The thorny question of parliamentary privilege has been bubbling away under the surface in Ireland for a while now. It is set to become a central issue with the case Denis O’Brien will take against an Oireachtas committee. At the moment it is very ‘street cred’ to oppose anything O’Brien says or does. However, we do perhaps need to be a little bit more careful about the conclusions we jump to. Whether or not we like the individuals involved or the set of circumstances we must be aware that we are setting precedents for the future.
In other jurisdictions such as the UK, Australia, New Zealand and Canada there has been much discussion of the topic of privilege. There have been a number of cases surrounding it too. At its core it’s very simple. Parliamentary representatives have absolute privilege when speaking in the House. In other words they cannot be sued for what is said. Now, elsewhere we have seen circumstances where the member might not be sued but the person who prepared the answer might be. Other countries introduced a right of reply to allow injured parties a chance to redress the damage. This has led to further questions such as whether that party then has privilege and whether it’s worth it as once the claim is made the reply rarely gets the same attention and the damage is done.
Our TDs have this right in order to protect the public interest. There may be things that one could never say without having the protection of privilege. It allows representatives speak freely and it is an important fundamental principle that we cannot afford to lose. On the other hand we must ask why Courts exist, why defamation laws exist. They are there to protect an equally valuable right. The right to your good name. The right to stop someone spreading disinformation about you and the right stop an outright lie. These protections are important whether we ever find ourselves having to invoke them or not. Their very presence makes people aware that you cannot just say anything you like without having a very good reason and being on sure ground. Let’s face it we would be very annoyed if a TD made personal allegations about any of us that were untrue. We would demand justice. If a TD picked on a single water protester and made wild allegations about them would we feel it’s alright? Would we say the protestor should just accept it because the TD has a fundamental right to absolute privilege?
It is the balancing of these two rights that is difficult. We had two separate cases in recent months with two different outcomes. Mary Lou McDonald made allegations against several former politicians on the basis of a single file presented to her. Many felt this was a distraction technique to avoid pressure on SF on other issues. McDonald was roundly condemned for this abuse of privilege.
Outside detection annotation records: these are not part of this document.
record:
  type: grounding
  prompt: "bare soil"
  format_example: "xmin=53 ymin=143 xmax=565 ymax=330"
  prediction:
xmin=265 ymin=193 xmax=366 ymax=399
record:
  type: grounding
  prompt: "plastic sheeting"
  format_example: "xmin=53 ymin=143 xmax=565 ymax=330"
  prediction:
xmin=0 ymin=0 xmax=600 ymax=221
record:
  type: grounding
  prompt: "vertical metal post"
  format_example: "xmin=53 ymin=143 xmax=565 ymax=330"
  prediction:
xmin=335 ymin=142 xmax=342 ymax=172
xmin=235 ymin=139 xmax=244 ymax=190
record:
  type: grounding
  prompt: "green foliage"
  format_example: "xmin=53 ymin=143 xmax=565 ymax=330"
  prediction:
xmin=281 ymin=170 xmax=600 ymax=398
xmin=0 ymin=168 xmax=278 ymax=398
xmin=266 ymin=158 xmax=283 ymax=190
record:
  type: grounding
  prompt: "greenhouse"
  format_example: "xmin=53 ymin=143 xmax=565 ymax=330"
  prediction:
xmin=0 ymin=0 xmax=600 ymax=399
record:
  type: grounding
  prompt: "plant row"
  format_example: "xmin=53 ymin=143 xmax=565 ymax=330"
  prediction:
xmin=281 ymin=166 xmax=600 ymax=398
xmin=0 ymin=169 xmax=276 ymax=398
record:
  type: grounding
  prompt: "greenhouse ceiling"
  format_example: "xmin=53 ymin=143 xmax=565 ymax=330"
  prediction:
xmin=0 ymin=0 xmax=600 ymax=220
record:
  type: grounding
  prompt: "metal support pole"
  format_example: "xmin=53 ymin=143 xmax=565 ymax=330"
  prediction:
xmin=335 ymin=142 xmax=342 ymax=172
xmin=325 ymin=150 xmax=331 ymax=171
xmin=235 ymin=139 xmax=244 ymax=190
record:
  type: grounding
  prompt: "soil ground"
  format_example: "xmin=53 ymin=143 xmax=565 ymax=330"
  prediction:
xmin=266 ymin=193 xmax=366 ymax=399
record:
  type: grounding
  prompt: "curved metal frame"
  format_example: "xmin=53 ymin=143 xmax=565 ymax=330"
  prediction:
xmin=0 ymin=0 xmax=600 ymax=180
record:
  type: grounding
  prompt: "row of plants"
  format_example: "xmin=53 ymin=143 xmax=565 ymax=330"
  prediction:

It suited all the other parties to condemn her for it. To be fair they did have good grounds. TD’s must be careful with the power of privilege. It is a right only to invoke when one is sure, not to be used every time somebody hands you an allegation. It is a right to be used only after extensive research and corroboration of the comments. The Oireachtas committee tapped the knuckles of Mary Lou and that’s that. No big deal in the scheme of things and Mary Lou was, quite rightly, not too bothered.
Shortly after however Catherine Murphy made a series of allegations in the Dail. Now Murphy is widely recognised as a strong and fearless TD. She is also a considered and calm politician, well respected in the house by all sides and with good reason for that. The allegations she made were based on information she received about loans Denis O’Brien had with IBRC. Allegations that had found their way to RTE but had been halted by the courts. O’Brien said that the figures quoted were incorrect. That they breached privacy rules and, oddly, it is also seemed that they focussed excessively on him when there was a long list of loans at IBRC which might also have had a similar approach to resolution.
So, what if the information was incorrect? Was there any attempt to understand or appreciate O’Brien’s side of things? Well no. I mean why would we? Isn’t he a billionaire? Isn’t he involved in Irish Water? Why on earth would anyone want or need consider his position on things? Nobody sought to ask where the information was coming from, if it was right that it was leaked, if it was accurate. Anybody that would suggest such things will be dismissed either as a ‘shill’ or as grossly naive to the dangers of powerful interests etc. I am sure that’s what will be said at end of this article too.
The problem is though that it all makes me uneasy. It makes me uneasy because the Oireachtas Committee dealt differently with Catherine Murphy and Mary Lou McDonald. As far as I can see the two cases were very similar. It was the reaction of the politicians that differed. What suited in one case did not suit in another. So that leads me to a realisation that there is a new rule at play here. If you are well liked and popular then the law shall protect you. If, however, you can be debased and besmirched enough to make the public dislike you then all laws should be suspended and it can be a free for all. Now I know all will say ‘but Johnny O’Brien can afford it, he has access to lawyers etc’ but that’s exactly the point. If it can be done to a figure like O’Brien then it can be done to anyone. It just gets easier when you get down to the people without resources.
The Oireachtas will have to consider privilege again. I have no doubt that the right to it should remain paramount. I am firmly of that view. That said TDs must be careful of the precedents they set. Whether Denis O’Brien is rich or whether he is popular should not matter. It should not matter because if it does then it will have repercussions for all of us. It would be a dangerous world where someone can engineer a situation to make us some kind of outcast and then having done so have the ability of stripping us of our rights and destroying us. Of course I am being over the top aren’t I? That would never happen in a modern country.